Chew on this little quote from The Washington Post:
More than 1 million residents of the Washington-Baltimore area paid $920 million to take the Calvert Cliffs nuclear plant -- now owned by shareholders of Constellation Energy Group -- off-line in 2034 before state lawmakers agreed to a deal this month requiring the company to take over the federally mandated decommissioning costs.
Do you understand it? We bet you probably just locked onto that almost $1 billion. Well let's dissect the article because it was very illuminating. Although utility issues were complex before deregulation, they have become down right Rubic's Cube since then. Now electric utilities are about to be reregulated. Deregulation was supposed to stimulate competition and led to reduced prices, but it was botched by politicians trying to deregulate the industry while artificially trying to protect ratepayers from price increases. The result was deregulating at the wholesale level but not at the retail consumer level and now those chickens are coming home to roost.

Here is another interesting item:

Utility companies used to own the generation plants and the wires that deliver power to homes and businesses. In the deregulated system, outside buyers or unregulated affiliates of the utilities took the plants over. Power companies said competition would cost them customers and the steady stream of revenue needed to recover their investments in plants. In response, lawmakers and utility regulators allowed power companies to charge ratepayers for those "stranded costs." In Maryland, Constellation, the parent of BGE, billed customers $975 million from 2000 to 2006, even though BGE had merely transferred its 11 plants to Constellation.

So BGE basically paid itself for plants it already owned with customer money as though they were selling the plants to someone else? There are some brilliant people over there in Baltimore. A similar situation happened in Virginia where Dominion customers, including 700,000 in the Washington suburbs have paid $1.5 billion since 1998. Of course the utilities say they are paying billions on plant improvements, including expensive scrubbers to meet new environmental mandates. PEPCO actually sold its plants to Mirant, which ultimately filed for bankruptcy protection.
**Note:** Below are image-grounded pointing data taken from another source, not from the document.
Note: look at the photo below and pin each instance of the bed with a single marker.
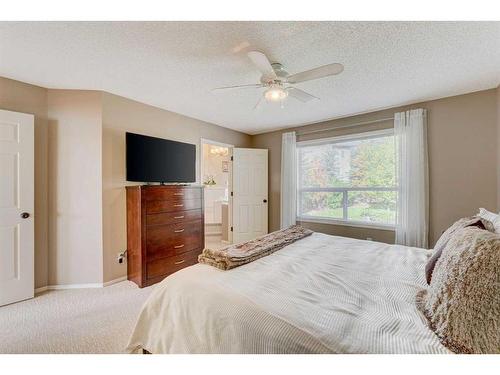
(321, 294)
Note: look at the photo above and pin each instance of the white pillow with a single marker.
(491, 217)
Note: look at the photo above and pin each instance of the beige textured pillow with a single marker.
(492, 217)
(462, 303)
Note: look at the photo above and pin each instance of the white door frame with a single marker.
(250, 195)
(230, 179)
(17, 206)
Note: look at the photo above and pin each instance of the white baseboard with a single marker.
(79, 286)
(118, 280)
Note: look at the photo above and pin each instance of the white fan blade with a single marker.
(262, 63)
(300, 95)
(256, 85)
(322, 71)
(258, 103)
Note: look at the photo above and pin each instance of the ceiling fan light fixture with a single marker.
(275, 94)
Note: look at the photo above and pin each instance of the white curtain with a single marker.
(410, 130)
(288, 179)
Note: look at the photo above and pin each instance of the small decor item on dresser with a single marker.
(462, 303)
(240, 254)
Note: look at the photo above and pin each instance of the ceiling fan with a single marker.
(278, 82)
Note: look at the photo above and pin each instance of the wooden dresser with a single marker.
(165, 230)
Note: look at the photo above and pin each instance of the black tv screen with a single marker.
(151, 159)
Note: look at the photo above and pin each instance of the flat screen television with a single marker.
(151, 159)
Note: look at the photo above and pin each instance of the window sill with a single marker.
(355, 224)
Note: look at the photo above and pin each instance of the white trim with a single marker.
(355, 224)
(79, 286)
(114, 281)
(41, 290)
(348, 137)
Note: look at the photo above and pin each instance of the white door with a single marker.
(249, 194)
(16, 207)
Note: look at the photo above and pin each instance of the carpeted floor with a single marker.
(72, 321)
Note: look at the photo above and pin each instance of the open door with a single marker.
(249, 194)
(16, 207)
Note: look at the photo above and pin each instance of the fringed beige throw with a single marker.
(243, 253)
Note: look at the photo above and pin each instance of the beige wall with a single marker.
(463, 161)
(119, 116)
(498, 148)
(74, 197)
(22, 97)
(75, 193)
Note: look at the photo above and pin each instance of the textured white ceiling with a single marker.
(174, 65)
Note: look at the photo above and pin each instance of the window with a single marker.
(349, 179)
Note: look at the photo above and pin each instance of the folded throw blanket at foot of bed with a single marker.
(246, 252)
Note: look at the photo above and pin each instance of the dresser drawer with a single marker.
(173, 217)
(167, 266)
(173, 205)
(174, 239)
(161, 193)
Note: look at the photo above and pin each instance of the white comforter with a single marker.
(322, 294)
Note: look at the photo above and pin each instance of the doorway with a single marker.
(215, 175)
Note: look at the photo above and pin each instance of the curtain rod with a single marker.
(343, 126)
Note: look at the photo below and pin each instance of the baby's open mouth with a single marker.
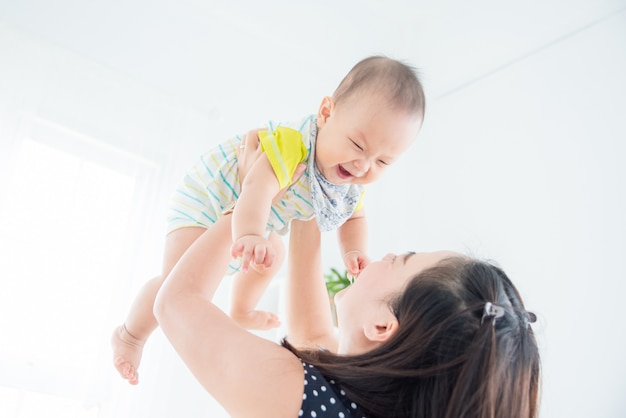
(343, 173)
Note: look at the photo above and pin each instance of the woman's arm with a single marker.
(309, 321)
(246, 374)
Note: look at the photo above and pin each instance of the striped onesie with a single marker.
(212, 185)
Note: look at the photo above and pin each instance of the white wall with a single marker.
(526, 167)
(521, 165)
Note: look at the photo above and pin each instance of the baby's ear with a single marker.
(325, 110)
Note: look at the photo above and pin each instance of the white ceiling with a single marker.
(188, 48)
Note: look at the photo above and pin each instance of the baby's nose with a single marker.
(362, 166)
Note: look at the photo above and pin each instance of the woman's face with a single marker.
(366, 300)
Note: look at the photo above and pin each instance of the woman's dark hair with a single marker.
(446, 359)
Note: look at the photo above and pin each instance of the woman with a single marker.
(420, 335)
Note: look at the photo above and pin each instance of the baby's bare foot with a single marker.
(257, 320)
(126, 354)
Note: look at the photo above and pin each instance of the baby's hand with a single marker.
(355, 261)
(253, 249)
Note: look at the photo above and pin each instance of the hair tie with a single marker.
(492, 311)
(530, 318)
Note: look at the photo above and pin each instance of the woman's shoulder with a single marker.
(325, 397)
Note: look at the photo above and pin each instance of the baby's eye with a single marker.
(357, 145)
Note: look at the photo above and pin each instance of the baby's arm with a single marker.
(251, 213)
(353, 243)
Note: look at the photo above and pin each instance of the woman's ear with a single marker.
(382, 330)
(325, 110)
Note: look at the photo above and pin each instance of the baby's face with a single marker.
(360, 138)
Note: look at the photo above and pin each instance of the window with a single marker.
(64, 234)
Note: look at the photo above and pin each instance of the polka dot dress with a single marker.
(324, 398)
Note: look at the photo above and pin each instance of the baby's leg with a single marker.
(248, 288)
(129, 338)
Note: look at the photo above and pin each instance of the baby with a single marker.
(370, 120)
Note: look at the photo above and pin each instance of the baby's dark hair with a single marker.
(398, 82)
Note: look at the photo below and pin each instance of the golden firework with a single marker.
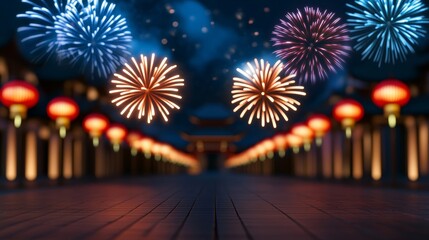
(264, 93)
(147, 88)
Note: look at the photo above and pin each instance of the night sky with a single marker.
(208, 40)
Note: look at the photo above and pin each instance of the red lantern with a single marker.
(116, 133)
(306, 133)
(280, 144)
(18, 96)
(294, 141)
(133, 139)
(348, 112)
(63, 110)
(95, 124)
(391, 95)
(320, 124)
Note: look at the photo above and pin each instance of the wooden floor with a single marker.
(213, 207)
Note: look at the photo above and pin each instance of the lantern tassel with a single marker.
(348, 132)
(116, 147)
(95, 141)
(392, 120)
(63, 132)
(319, 141)
(17, 121)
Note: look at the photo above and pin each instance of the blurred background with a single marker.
(208, 40)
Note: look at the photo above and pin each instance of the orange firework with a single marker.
(264, 92)
(147, 88)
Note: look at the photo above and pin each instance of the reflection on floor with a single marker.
(214, 207)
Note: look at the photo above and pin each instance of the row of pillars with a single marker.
(34, 152)
(375, 152)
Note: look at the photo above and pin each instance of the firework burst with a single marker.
(312, 43)
(93, 36)
(264, 93)
(40, 32)
(387, 30)
(147, 88)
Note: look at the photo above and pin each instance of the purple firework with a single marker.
(312, 43)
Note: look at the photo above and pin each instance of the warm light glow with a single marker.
(320, 124)
(146, 145)
(68, 162)
(62, 107)
(116, 133)
(265, 93)
(19, 92)
(62, 110)
(391, 91)
(301, 130)
(327, 156)
(390, 95)
(11, 158)
(31, 156)
(306, 133)
(412, 154)
(18, 96)
(357, 154)
(54, 158)
(78, 158)
(348, 112)
(423, 143)
(133, 139)
(338, 156)
(147, 88)
(95, 124)
(376, 167)
(293, 140)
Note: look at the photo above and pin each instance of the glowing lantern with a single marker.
(95, 124)
(116, 133)
(320, 124)
(18, 96)
(280, 143)
(62, 110)
(294, 141)
(348, 112)
(269, 147)
(133, 139)
(391, 95)
(306, 133)
(146, 146)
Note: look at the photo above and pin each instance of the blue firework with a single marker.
(39, 33)
(387, 30)
(94, 37)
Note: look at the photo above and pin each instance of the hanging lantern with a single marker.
(95, 124)
(280, 144)
(116, 133)
(18, 96)
(269, 147)
(145, 145)
(306, 133)
(63, 110)
(391, 95)
(133, 139)
(294, 142)
(348, 112)
(320, 124)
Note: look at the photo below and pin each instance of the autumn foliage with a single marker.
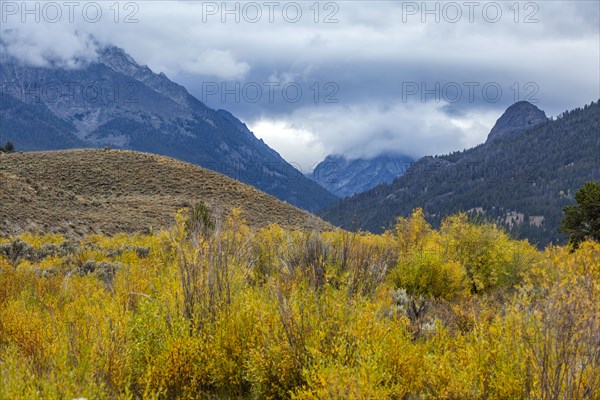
(213, 309)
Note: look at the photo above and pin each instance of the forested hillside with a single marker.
(521, 181)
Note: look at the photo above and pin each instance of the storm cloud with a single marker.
(358, 78)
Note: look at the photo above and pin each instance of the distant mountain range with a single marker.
(115, 102)
(345, 177)
(521, 178)
(78, 192)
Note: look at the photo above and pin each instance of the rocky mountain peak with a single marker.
(520, 115)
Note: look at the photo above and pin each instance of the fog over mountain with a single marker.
(424, 82)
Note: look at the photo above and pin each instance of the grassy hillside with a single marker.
(521, 181)
(109, 191)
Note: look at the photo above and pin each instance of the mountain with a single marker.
(345, 177)
(519, 116)
(76, 192)
(112, 101)
(520, 180)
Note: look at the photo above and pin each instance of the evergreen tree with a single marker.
(582, 221)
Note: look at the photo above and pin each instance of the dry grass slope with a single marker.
(77, 192)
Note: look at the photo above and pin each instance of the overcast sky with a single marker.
(358, 78)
Wholesale electricity prices are auctioned in agreements for years, months, the next day, the same day and by the hour. Before deregulation prices were based on what it cost a coal, nuclear or natural gas plant to produce electricity. After deregulation, the price was set by the last, most expensive plant that is needed to supply power, which right now is expensive natural gas. Unfortunately congestion in natural gas pipelines and electricity pipelines are significantly increasing that price. Not in my backyard (NIMBY) activists are also successfully preventing new pipelines and transmission lines from being constructed and so the problem will get worse.